SACRAMENTO (CBS13) — A man claiming to be a pilot somehow managed to get hired to fly hospital and news choppers, taking flight more than 300 times.

The phony flier had more than two-dozen different identities, according to federal investigators.

The suspect, John Dial, is alleged to have used one of those aliases to get work flying helicopters over the course of three years.

According to court documents, "The investigation revealed on separate occasions that the subject used both the ficticious name of Thomas R. Cuni, and then later his real name of Jon Dial in order to get hired as a pilot."

And it says he used his real and a fake identity with the same company, Helicopters Inc. That company is based in Illinois and hires news helicopter pilots. Investigators also say he worked as a medevac pilot, and in all flew more than 300 times around Northern California.

He flew hundreds of times in the Bay Area and flew a helicopter for KCRA-TV in Sacramento around March 23, 2012, according to the complaint.

But why use a fake name?

"Under his real name, he had lost his pilot's license in the mid-1990s, and in order to continue flying, he had to invent this persona and become this other person," said assistant U.S. attorney Kyle Reardon.

According to the feds, Dial has a past, including prior convictions for forgery, theft, and bad checks.

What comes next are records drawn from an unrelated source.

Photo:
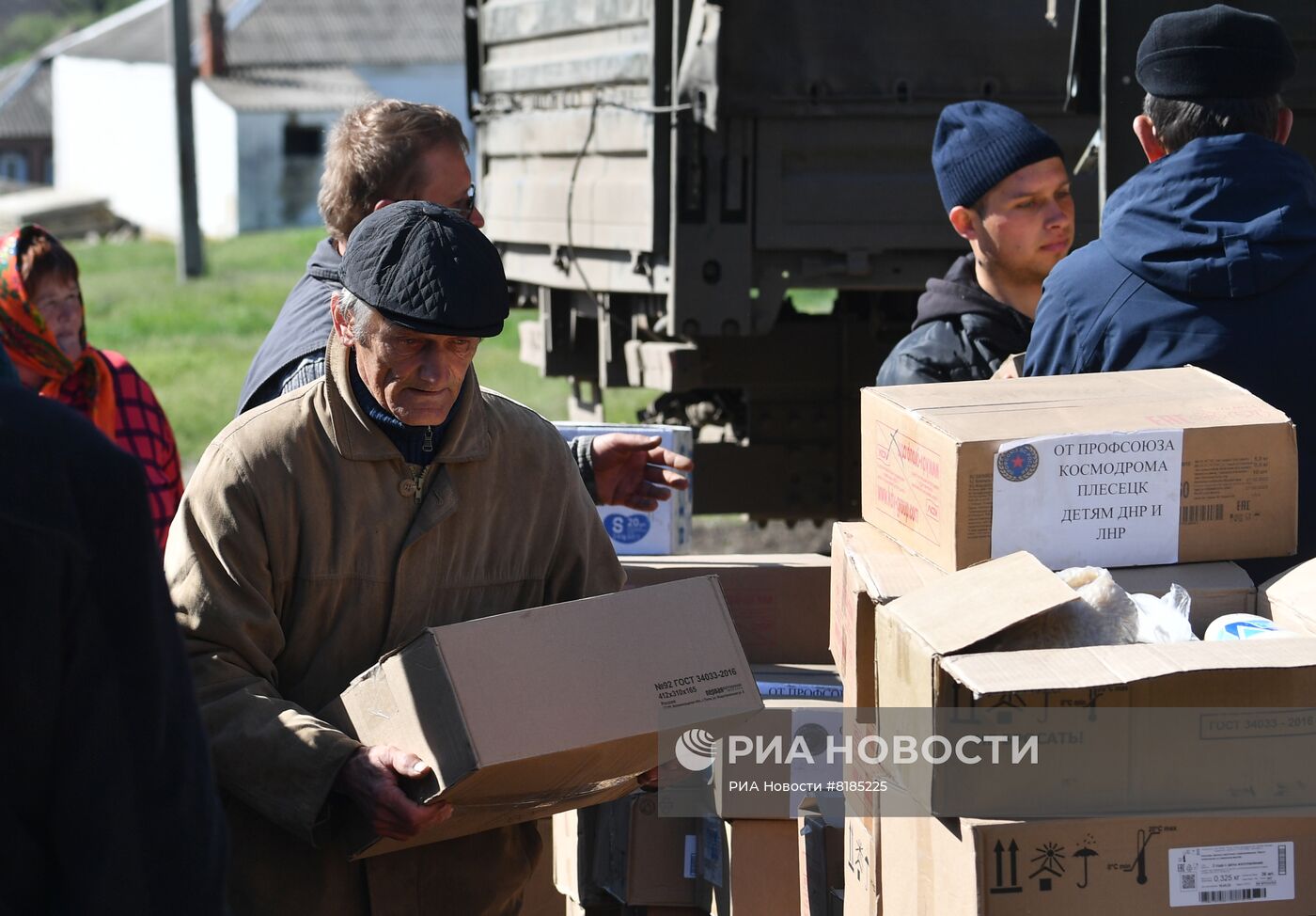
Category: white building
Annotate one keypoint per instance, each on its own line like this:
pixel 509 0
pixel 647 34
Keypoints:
pixel 283 71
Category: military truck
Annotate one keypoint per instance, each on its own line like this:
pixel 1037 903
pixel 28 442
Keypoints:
pixel 680 186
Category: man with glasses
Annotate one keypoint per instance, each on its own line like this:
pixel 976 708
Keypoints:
pixel 391 150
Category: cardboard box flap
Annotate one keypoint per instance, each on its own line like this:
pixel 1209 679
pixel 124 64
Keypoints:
pixel 1198 578
pixel 1187 383
pixel 885 567
pixel 1290 598
pixel 1124 402
pixel 1102 666
pixel 749 561
pixel 507 719
pixel 966 607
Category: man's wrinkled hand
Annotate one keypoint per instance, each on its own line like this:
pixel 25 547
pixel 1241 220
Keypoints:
pixel 635 471
pixel 371 777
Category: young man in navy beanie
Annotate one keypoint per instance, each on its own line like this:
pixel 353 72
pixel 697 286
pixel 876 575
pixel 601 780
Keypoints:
pixel 1007 194
pixel 1208 254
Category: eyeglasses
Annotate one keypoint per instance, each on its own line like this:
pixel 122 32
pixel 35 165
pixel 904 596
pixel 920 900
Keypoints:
pixel 469 204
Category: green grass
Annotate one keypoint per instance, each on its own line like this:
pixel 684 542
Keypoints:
pixel 195 341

He was also convicted of making false statements to the Federal Aviation Administration in 1994.

The complaint says he has 25 aliases in law-enforcement databases, six social-security numbers, and even 10 dates of birth.

The court documents suggest it was all part of an effort to keep investigators, the FAA and his employers from determining who was really behind the controls in the cockpit.

"In the post-Sept. 11 age, they take a great deal of interest in receiving accurate information about who is behind the controls of a helicopter and airplane, and they want to make sure that the people who are flying those aircraft are in fact the people that they say they are."

CBS13 attempted to contact Helicopter Inc., but we did not hear back from the company.

Dial was arrested in the New York area on Monday. He was before a federal magistrate in Syracuse on Monday and is on his way back to Sacramento.

He faces up to five years in prison.